I spent quite a bit of unproductive time on the weekend trying to resolve hot-synch problems on my Palm TX. When I saw "do you have a minute to take a survey?" you can bet I clicked. The last of about five questions was this: "would you recommend Palm Support?"
You've got to be kidding, right? Not "would you recommend Palm", but "would you recommend Palm Support".
The "would you recommend" question is a classic loyalty question often used to determine an overall rating benchmark in satisfaction and loyalty research. But putting it in this context seems like utter nonsense to me.
The only reason anyone would ever be on their support site is because they are HAVING problems. Even more important, the support site does not stand or fall alone -- it is part of the total brand experience.
Here are some better questions that would make this short survey more relevant and useful:
- Were you able to resolve your problem to your satisfaction?
- How much time have you spent on this problem?
- How easy or difficult was our support site to use in solving your problem?
- Would you recommend a PALM PRODUCT to a friend or colleague?
- Thank you for answering our questions. Is there anything you would like to tell us?

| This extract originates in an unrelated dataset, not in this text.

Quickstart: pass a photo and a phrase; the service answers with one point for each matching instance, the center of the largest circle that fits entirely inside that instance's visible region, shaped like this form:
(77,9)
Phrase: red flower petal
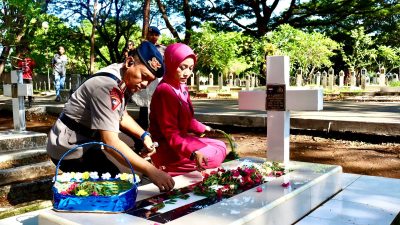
(285,185)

Number 4 is the loyalty question that matters. It's a short way of asking this:
Now that you have experienced some problems with our brand, how do you really feel? Do you still like us? Are you going to tell ten friends how irritated you are and advise them never to buy our product?
Was your experience of our support site so great that you actually like us even more than before, and you'll be raving to five friends about how great we are? Are you left feeling that you were fairly and justly treated? Or did we act like no-one has ever had a "runtime-error-r6025-pure-virutal-function-call" problem before?

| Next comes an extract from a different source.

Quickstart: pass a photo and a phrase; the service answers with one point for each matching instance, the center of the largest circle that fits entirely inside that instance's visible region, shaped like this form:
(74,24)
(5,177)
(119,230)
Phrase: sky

When you have to replace this product, will you remember us as helpful and caring when the chips were down, or swear never to do business with us again?
If you solve a customer problem well, your customers will like you more than they did before. This is not just some squishy, feel-good marketing stuff, this phenomenon has been researched pretty thoroughly.
But the reverse is also true. You can make committed antagonists for your brand if you don't solve a problem effectively.
Yes, my Palm is now synching again. But only because I removed some software. And I'm wondering if I should have listened to my tech guy who told me to buy the Dell. If the TX can run flawlessly for about a year, I'll probably be loyal again. I'll let you know.